“The boat is not the question, my dear madame; it is yourself I am thinking of.”
“Well, I am ready. I will have everything in readiness, if the capitulation be not signed by nightfall, it will be by the morning, and the moment it is determined on, you are free. We can easily pass out by the wicket near the Brouillon Bastion, and the Gourdeau will be at their post. I have thought of everything.”
“Pardon me, madame; you have thought of everything save yourself. Have you thought of what the world will say to your flight with me? It will only credit you with motives of which I know you have never dreamed.”
“Oh, mon Dieu, monsieur I this is cruel of you!” she cried, much distressed. “I was thinking as much of you as of myself.”

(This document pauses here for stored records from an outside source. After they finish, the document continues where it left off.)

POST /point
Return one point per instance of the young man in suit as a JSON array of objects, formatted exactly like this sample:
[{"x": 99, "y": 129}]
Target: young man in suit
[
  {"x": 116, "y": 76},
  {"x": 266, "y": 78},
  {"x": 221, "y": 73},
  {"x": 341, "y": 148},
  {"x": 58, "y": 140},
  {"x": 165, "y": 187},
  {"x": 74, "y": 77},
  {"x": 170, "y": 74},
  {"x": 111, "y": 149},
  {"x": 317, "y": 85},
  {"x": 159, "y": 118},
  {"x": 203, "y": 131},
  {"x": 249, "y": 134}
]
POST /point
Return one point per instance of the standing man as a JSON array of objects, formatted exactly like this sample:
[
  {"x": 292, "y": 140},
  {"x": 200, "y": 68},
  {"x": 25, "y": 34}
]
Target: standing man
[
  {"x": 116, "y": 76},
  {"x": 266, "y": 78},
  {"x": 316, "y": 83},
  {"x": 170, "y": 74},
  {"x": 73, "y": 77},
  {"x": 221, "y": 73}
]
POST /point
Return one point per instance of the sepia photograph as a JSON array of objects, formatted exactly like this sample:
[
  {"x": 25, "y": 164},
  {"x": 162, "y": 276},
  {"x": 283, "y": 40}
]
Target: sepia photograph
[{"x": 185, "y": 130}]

“You were, I am sure, thinking more of me than of yourself, and for this I speak plainly, madame. I am overcome with your generosity, but my appreciation of it is too high to allow you, an honourable woman, to wreck your good name for my sake. I cannot go among the English, where you might be unrecognised, but where I am still a proscribed rebel; you cannot go among your own people to Quebec, where you would but suffer a martyrdom for your courage and sacrifice. No, no, my dear madame, believe me, it is not to be thought of!”
Here she began to cry again, somewhat to my relief, for I saw that her resolution was giving way.
“Oh, mon ami! I have been nothing but a silly fool of a woman all my life! Since my husband married me out of a convent, no man has spoken to me but to flatter, or to make love, until you came. You are the only one who has treated me as an equal, and because of this, I would do anything for you. I care nothing for what the world says!”
“Probably not, madame, because you have no idea what extremely cruel things it can say,” I returned, for enthusiasm is a bad beginning for argument. “But suppose I were willing. I have only my sword to depend upon, and you know how much that is worth nowadays! If I turned it into a spit, I could not even provide a capon to roast upon it. But long before we came to that pass we would infallibly be captured or starved, for a woman cannot put up with the hardships of such a venture. I had some months of it in Scotland after the Forty-five, and I know what it means. To lodge à la belle étoile, and to dine with Duke Humphrey, as we English put it, may be the highest romance, but I assure you the quarters are draughty in the one, and the table bare with the other.”
As I spake her face brightened, and by the time I made an end she took both my hands and said, determinedly: “Then, mon ami, you shall go alone. I will have everything in readiness, and I do it for you with all my heart—the more so that your refusal makes it better worth the doing,” she added, with an attempt at a laugh, and then turned and ran off, that she might not discover her feelings further.
It was a surprising outcome, and much as I regretted the seemingly ungracious part I was forced to play, I could not but rejoice at the opportunity offered of escaping from English hands, particularly those of such regiments as Lee's, Lascelles's, or Warburton's, my old opponents in Scotland. There was no difficulty in carrying out the simple plan, for, in providing the boat and the men, Madame Prévost had overcome the one obstacle. Hostilities would be suspended, vigilance would be relaxed, and if the capitulation were not signed before nightfall, it would be an easy matter to gain the harbour, and under cover of the night to pass the enemy's batteries and make some unguarded point on the coast beyond their lines before day.